Sansa annuisce. «Tu e Jon siete
venuti a dividerci. Lo ricordo bene.»
«E tu te la sei presa con Jon»
riprende Robb, guardandola. «L’hai chiamato
bastardo…»
«Me ne
pentirò sempre.» Ma ora
è mio fratello. Ora conosco la
differenza.
Sì,
non vuole più lasciare Londra.
Può studiare anche lì, insieme a loro. Cambiare
corso e amicizie, restare con
la sua famiglia.
Sua madre approverebbe.
Trascorrono
un’altra ora a parlare,
poi è Robb il primo ad alzarsi. «Devo andare a
casa, da Bran e Rickon. Perché
non vieni con me? Resterà Arya al capezzale di
Jon.»
Sansa sorride
come se fosse la prima
volta. È felice. Sbottona il primo bottone della camicetta
ed è subito in
piedi. Fa un cenno verso la camera di Jon, parlando a Robb con gli
occhi: devo avvertire Arya.
«Ti
aspetto fuori.»
Lo guarda andare
via, dritto e bello
come non lo ricordava.
Raggiunge sua sorella e le chiede di
uscire dalla stanza.
«Robb
va a casa. Mi ha chiesto di
andare con lui. Non mancheremo molto.»
«È
già sceso? Volevo parlargli…»
«Potrai
farlo al nostro ritorno.»
Arya la ignora e
prende a scendere le
scale insieme a lei. Lo vedono parlare con un’infermiera al
piano terra. Sansa
sorride guardandolo raggiungere la porta.

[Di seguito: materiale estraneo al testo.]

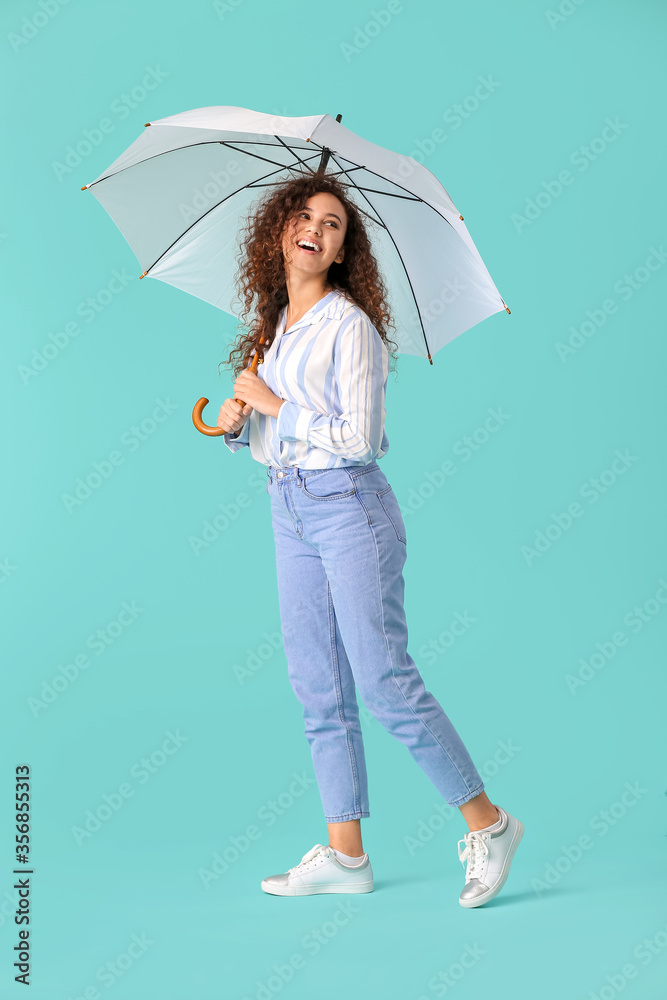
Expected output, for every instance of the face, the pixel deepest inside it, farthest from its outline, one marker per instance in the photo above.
(321, 219)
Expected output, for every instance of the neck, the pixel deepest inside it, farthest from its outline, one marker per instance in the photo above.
(303, 297)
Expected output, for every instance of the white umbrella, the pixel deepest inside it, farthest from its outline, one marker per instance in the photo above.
(180, 193)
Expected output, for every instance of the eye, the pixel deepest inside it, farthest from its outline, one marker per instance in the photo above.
(331, 222)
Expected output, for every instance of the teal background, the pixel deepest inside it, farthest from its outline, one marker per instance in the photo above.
(178, 666)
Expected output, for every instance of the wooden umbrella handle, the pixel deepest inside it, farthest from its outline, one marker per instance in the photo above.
(202, 402)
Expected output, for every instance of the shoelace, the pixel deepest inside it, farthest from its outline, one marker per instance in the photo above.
(474, 852)
(310, 856)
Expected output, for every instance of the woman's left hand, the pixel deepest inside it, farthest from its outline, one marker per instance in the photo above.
(253, 390)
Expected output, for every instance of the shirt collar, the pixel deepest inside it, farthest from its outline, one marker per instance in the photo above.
(330, 306)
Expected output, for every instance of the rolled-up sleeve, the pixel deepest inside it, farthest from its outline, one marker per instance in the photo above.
(360, 370)
(242, 440)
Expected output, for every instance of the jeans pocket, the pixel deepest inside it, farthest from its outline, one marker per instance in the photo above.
(389, 504)
(333, 484)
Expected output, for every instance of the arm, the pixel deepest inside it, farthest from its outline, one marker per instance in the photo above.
(361, 367)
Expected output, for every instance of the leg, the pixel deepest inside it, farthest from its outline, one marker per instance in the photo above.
(320, 673)
(346, 837)
(479, 812)
(363, 558)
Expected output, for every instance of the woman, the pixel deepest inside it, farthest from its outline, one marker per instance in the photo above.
(314, 416)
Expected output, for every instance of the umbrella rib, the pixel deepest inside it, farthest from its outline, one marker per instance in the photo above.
(197, 221)
(191, 145)
(298, 158)
(401, 260)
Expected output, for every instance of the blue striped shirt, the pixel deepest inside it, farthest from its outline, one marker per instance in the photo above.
(331, 367)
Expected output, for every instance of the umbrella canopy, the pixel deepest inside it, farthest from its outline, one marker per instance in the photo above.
(180, 193)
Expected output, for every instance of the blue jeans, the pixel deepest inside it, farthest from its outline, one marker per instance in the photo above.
(340, 550)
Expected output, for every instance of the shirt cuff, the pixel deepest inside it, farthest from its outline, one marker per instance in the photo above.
(294, 421)
(236, 441)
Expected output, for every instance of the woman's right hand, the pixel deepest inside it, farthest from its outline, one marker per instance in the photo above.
(233, 416)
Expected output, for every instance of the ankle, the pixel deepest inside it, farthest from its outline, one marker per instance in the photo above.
(353, 851)
(489, 820)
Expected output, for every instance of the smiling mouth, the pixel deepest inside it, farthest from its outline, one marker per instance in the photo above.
(308, 250)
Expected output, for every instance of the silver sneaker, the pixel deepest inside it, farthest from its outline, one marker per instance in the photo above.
(489, 855)
(321, 871)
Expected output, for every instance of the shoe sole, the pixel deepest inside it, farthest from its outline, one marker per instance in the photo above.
(310, 890)
(480, 900)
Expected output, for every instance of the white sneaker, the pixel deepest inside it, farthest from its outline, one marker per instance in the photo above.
(321, 871)
(489, 855)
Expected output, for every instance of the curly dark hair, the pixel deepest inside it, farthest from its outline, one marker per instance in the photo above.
(261, 273)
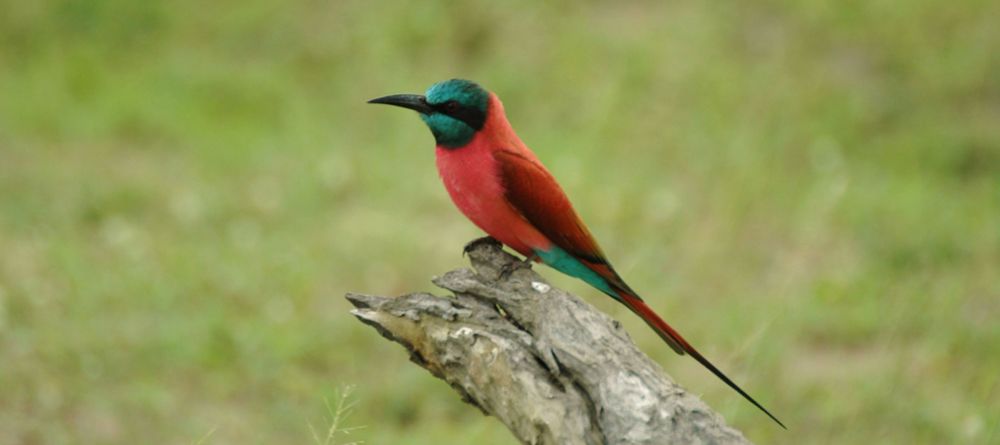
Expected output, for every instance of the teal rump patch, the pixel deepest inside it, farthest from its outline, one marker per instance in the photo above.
(562, 261)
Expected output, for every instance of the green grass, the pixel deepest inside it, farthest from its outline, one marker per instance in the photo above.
(810, 191)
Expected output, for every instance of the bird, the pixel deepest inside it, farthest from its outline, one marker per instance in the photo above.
(499, 184)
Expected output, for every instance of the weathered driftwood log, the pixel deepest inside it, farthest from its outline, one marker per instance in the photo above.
(551, 367)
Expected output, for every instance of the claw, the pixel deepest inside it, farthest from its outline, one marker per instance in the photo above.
(476, 242)
(513, 266)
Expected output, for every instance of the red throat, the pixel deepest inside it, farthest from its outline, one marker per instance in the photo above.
(472, 177)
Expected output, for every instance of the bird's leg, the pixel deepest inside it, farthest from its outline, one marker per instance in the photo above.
(512, 266)
(476, 242)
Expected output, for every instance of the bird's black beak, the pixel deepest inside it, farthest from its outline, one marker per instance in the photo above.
(414, 102)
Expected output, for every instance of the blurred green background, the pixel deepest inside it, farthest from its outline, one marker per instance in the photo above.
(810, 191)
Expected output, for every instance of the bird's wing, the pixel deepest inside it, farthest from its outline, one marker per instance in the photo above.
(532, 190)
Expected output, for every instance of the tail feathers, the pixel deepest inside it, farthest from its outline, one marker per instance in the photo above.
(681, 346)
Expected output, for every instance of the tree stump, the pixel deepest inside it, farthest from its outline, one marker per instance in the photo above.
(548, 365)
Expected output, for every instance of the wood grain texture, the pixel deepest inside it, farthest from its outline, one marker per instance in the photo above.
(548, 365)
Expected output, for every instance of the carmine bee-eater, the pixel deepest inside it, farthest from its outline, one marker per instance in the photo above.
(499, 184)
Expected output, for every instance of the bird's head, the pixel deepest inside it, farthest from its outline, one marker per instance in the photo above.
(454, 109)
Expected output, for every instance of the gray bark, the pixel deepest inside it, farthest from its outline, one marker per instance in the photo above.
(548, 365)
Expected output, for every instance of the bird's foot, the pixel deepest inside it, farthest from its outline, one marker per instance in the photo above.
(513, 266)
(476, 242)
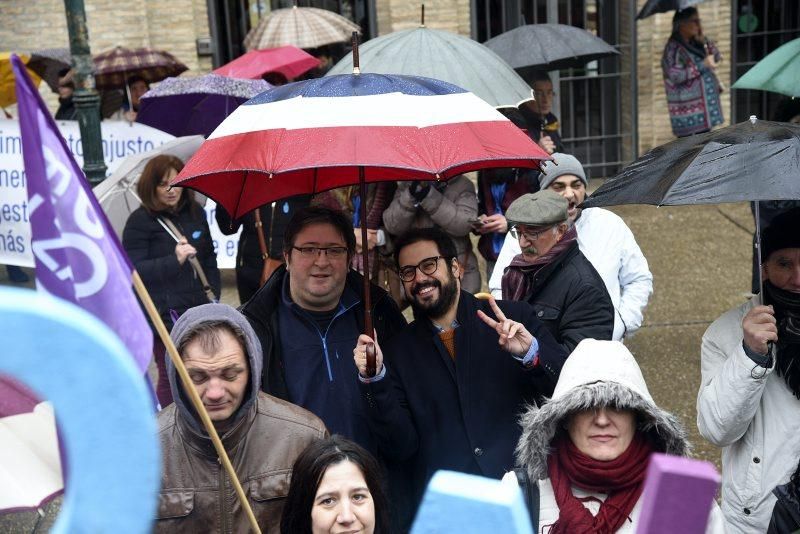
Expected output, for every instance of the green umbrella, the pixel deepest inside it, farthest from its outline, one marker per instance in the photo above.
(779, 72)
(444, 56)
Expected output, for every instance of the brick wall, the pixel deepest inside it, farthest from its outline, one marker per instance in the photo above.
(652, 35)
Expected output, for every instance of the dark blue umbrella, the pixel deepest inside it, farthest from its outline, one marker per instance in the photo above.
(195, 106)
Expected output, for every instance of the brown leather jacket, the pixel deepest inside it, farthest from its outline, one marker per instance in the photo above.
(265, 437)
(196, 493)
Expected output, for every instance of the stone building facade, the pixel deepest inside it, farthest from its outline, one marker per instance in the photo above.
(176, 25)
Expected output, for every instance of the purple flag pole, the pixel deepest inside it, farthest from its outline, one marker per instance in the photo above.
(78, 256)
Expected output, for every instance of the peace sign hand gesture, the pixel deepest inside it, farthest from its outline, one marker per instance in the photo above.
(513, 336)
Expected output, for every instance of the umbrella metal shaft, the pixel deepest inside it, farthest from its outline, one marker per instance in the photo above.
(362, 208)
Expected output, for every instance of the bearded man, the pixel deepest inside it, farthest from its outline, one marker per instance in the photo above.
(453, 383)
(749, 399)
(553, 275)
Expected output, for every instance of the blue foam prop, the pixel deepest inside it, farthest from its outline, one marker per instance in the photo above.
(467, 504)
(105, 414)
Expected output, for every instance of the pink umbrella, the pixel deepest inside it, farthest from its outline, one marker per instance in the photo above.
(287, 60)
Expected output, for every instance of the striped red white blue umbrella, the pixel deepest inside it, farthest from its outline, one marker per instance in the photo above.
(315, 135)
(324, 133)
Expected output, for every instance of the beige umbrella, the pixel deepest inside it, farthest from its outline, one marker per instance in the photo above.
(303, 27)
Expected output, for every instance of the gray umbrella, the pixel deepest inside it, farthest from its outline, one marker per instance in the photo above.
(549, 47)
(444, 56)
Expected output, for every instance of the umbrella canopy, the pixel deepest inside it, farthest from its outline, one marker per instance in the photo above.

Ancora pochi gradini. Lo hanno quasi
raggiunto.
«Robb!»
chiama Arya.
Sansa continua a
sorridere, infila le
mani nelle tasche dei pantaloni e… c’è
qualcosa. La lettera.
I suoi fratelli devono parlare, forse
può approfittarne per dare un’occhiata…
Robb
è fermo davanti alle strisce
pedonali.
Arya accenna una
corsa, poi si ferma.
Suona il suo telefono.
La carta bianca non è liscia, si
accorge Sansa. Come se fosse stata piegata. Apre la busta pensando di
trovare
centinaia di parole scritte per lei… Invece no. Dentro
c’è solo un biglietto.
«Pronto?»
Robb si volta,
come per aspettarle.
Solleva gli occhi al cielo, in trionfo, e sorride. Come se tutto fosse
andato
bene, come se la vita si fosse improvvisamente ricordata di lui.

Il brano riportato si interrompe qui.